Cut customer support time in half by digitalizing the old bureaucratic approach.
Intro
A while ago (6 years ago), I was part of the redesign process for a fantastic company that aims to help people with criminal records integrate into society.
The problem was that people primarily relied on calling customer support to determine if they were eligible for the services provided and how much it costs.
Most of the audience consisted of people who were not tech-savvy and wanted to see if they were eligible for a specific service as quickly as possible.
My role was to help the product team (a small team of 5) to (re)design the onboarding process. As always, the main constraint was the timeline. When you’re new to a team and they didn’t gain your trust time is always a constraint.
The main metric we wanted to improve was the time to value. Put simply, time to value is the time it takes a new potential customer to experience value (or reach their first aha moment), which in our case was to check if their eligible or not.
Process
We started by mapping out our current flow for determining someone’s eligibility.
Basically, we mapped out the user flow for every possible usage scenario. This was the simplest way to align everyone on the expectations and core mechanics. And we had a lot of scenarios.
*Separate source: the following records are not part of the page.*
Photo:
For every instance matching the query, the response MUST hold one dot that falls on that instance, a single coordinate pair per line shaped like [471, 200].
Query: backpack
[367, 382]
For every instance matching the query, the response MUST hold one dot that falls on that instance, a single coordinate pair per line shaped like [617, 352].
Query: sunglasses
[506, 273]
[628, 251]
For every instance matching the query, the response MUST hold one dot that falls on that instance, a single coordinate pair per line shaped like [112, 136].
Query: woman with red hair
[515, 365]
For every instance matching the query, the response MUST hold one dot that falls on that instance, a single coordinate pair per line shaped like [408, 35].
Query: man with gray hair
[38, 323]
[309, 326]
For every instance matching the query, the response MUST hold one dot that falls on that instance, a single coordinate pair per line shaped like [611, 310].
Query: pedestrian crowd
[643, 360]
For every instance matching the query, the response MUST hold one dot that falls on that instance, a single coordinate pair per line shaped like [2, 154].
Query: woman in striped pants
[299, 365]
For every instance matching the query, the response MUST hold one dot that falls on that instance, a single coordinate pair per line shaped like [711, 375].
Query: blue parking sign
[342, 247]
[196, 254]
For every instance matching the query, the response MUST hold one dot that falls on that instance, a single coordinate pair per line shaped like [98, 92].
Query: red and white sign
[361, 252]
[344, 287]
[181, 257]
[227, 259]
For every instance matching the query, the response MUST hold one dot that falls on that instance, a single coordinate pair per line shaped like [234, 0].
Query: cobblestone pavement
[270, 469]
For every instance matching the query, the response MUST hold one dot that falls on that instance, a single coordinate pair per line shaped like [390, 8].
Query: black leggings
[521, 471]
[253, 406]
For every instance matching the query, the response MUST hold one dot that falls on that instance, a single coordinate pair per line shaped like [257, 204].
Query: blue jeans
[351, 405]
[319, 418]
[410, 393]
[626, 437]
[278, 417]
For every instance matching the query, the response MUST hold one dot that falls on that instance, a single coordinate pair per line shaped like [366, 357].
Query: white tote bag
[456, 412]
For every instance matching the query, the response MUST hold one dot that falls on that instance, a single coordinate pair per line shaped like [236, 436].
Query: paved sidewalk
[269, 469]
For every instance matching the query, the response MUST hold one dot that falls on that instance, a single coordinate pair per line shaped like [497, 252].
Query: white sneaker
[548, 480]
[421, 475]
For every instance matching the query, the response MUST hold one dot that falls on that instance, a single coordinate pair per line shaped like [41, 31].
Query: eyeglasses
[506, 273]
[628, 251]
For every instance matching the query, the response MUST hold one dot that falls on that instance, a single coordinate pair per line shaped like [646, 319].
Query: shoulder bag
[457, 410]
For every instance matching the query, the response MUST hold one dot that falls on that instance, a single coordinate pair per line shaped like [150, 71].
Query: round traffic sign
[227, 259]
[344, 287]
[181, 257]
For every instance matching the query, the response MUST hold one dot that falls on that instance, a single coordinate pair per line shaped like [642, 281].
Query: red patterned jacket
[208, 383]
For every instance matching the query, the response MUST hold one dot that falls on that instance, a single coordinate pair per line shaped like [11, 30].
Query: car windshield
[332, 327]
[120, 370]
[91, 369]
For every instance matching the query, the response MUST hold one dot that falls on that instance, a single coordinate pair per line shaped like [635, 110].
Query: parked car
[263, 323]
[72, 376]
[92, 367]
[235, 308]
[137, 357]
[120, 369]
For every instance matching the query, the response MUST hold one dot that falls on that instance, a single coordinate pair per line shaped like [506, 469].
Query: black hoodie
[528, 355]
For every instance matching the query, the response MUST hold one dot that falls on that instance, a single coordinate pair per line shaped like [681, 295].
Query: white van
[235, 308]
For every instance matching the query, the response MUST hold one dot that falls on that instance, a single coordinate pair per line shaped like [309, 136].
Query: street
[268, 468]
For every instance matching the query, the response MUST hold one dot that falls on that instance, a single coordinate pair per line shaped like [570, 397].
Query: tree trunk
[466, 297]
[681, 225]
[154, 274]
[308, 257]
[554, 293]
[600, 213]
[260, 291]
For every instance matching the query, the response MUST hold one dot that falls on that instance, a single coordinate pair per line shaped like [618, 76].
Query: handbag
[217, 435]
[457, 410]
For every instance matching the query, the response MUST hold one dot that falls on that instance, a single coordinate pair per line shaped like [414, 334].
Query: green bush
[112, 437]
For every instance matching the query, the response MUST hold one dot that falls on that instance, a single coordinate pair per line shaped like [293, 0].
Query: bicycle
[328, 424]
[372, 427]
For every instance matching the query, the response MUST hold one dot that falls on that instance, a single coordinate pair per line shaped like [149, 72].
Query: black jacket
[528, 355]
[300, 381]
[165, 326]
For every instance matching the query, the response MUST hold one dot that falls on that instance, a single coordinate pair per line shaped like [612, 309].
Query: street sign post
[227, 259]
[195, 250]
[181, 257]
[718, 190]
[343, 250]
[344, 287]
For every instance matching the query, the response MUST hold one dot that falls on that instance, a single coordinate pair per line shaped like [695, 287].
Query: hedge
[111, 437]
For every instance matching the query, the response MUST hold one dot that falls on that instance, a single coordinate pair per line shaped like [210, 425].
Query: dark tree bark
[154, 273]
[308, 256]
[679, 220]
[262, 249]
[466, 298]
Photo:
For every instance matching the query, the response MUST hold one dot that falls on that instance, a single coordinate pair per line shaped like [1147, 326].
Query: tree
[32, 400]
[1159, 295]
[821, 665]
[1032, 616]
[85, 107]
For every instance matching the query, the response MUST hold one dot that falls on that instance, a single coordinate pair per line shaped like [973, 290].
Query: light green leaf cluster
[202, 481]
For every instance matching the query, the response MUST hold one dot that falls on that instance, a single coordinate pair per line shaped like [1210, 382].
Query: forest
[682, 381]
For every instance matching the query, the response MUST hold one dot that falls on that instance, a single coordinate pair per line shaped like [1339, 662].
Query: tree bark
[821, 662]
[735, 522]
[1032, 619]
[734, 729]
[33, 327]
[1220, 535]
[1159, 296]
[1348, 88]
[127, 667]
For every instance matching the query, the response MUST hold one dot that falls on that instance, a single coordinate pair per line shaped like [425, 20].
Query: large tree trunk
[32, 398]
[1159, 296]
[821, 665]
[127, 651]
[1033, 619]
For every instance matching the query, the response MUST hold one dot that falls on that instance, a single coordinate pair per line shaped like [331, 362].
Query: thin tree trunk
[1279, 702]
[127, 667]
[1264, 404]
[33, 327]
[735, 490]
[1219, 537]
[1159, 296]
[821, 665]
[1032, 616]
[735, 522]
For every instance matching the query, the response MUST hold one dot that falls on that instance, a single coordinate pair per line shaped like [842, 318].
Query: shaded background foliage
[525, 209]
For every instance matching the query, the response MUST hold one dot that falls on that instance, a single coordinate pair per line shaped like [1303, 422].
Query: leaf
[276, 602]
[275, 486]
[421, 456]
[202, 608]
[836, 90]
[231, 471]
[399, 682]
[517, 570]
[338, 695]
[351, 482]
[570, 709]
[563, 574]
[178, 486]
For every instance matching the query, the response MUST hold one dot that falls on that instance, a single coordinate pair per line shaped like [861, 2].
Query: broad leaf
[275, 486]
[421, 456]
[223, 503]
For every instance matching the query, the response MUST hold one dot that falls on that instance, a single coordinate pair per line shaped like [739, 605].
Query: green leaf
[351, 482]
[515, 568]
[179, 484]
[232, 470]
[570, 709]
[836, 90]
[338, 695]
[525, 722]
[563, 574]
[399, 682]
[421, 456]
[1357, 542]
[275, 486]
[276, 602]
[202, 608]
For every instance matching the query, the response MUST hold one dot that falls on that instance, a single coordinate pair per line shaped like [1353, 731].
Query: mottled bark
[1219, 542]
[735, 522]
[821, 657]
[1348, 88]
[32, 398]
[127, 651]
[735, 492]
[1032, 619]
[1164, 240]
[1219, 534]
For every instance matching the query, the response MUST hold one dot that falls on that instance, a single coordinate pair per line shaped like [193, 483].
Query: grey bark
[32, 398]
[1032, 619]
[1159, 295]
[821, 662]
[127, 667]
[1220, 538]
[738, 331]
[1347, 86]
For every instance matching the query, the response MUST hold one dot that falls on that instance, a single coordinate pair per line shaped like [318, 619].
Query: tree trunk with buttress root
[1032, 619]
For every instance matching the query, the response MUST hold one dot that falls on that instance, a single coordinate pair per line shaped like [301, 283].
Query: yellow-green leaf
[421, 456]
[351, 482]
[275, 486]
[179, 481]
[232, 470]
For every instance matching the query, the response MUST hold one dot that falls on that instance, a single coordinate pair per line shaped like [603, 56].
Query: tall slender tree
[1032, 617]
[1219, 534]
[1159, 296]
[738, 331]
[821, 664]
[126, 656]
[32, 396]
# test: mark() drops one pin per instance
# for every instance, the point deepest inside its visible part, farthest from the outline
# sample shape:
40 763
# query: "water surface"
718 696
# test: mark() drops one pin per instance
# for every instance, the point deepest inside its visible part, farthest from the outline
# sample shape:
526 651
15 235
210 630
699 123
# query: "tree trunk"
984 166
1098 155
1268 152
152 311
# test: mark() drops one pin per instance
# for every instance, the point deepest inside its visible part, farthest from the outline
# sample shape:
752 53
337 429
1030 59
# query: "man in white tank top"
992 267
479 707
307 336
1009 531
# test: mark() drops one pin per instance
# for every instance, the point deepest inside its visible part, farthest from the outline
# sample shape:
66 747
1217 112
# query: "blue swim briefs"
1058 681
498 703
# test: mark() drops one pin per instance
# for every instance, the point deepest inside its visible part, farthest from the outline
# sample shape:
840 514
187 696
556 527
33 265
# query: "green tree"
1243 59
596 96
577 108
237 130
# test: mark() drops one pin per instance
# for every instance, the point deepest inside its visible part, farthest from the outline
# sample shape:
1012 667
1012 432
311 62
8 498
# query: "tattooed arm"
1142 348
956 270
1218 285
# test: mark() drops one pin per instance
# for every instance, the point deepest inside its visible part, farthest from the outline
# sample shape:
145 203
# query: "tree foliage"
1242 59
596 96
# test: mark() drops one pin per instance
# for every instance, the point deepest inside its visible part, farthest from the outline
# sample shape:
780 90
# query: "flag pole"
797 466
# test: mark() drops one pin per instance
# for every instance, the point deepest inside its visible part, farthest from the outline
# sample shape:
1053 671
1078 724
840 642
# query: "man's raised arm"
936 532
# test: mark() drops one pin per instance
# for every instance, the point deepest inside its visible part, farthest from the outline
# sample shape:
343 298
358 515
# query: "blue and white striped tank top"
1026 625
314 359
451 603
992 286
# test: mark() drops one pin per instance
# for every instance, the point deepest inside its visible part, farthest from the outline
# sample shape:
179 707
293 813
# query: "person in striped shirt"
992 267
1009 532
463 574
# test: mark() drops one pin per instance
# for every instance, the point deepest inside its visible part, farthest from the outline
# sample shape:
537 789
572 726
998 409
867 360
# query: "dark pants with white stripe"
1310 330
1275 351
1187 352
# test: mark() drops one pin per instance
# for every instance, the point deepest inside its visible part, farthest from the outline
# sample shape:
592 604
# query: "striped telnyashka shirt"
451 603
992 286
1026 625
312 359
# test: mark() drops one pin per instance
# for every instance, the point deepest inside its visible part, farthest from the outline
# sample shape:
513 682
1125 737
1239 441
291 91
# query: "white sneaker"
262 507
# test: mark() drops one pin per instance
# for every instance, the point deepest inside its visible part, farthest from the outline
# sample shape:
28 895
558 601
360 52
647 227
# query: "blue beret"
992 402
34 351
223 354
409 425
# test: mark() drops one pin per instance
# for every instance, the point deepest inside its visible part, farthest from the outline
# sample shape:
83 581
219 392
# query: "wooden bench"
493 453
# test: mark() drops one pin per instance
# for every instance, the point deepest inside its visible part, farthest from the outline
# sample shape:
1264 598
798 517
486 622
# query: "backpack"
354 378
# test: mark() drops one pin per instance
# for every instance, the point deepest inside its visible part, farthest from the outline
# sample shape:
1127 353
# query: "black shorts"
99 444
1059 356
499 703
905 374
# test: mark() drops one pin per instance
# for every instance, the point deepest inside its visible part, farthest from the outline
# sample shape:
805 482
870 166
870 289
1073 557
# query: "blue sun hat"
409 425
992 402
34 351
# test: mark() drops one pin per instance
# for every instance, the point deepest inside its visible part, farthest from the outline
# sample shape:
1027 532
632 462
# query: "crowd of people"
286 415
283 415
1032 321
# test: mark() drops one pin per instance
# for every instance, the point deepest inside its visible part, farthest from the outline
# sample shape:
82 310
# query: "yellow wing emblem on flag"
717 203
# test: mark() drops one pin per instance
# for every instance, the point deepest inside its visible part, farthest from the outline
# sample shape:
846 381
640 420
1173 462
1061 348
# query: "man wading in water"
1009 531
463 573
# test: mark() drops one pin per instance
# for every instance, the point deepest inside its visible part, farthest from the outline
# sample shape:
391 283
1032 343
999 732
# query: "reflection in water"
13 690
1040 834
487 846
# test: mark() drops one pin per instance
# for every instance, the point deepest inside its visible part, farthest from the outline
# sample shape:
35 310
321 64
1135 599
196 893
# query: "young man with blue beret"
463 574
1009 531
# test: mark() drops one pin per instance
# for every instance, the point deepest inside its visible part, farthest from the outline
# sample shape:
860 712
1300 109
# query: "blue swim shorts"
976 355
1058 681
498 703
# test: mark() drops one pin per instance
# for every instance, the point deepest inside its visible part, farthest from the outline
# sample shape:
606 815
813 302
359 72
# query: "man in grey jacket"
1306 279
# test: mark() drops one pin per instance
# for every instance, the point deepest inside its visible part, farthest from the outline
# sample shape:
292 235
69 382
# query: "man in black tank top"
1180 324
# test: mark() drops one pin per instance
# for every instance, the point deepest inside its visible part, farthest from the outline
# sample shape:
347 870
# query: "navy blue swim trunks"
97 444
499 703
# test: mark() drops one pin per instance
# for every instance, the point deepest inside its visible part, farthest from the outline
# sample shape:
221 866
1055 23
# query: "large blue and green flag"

Then I proposed compressing everything in a more digestible format. We iterated on this diagram until we felt we are comfortable testing it with a few users.
Results
After we tested this with a handful of users we realized that our onboarding is very long, and there is a 100% chance that people will not complete it, so the main insight was that we have to save their progress as they move along and allow the customer support team to pick up where they have left, but overall we cut the support calls by 50% compared to what it was before.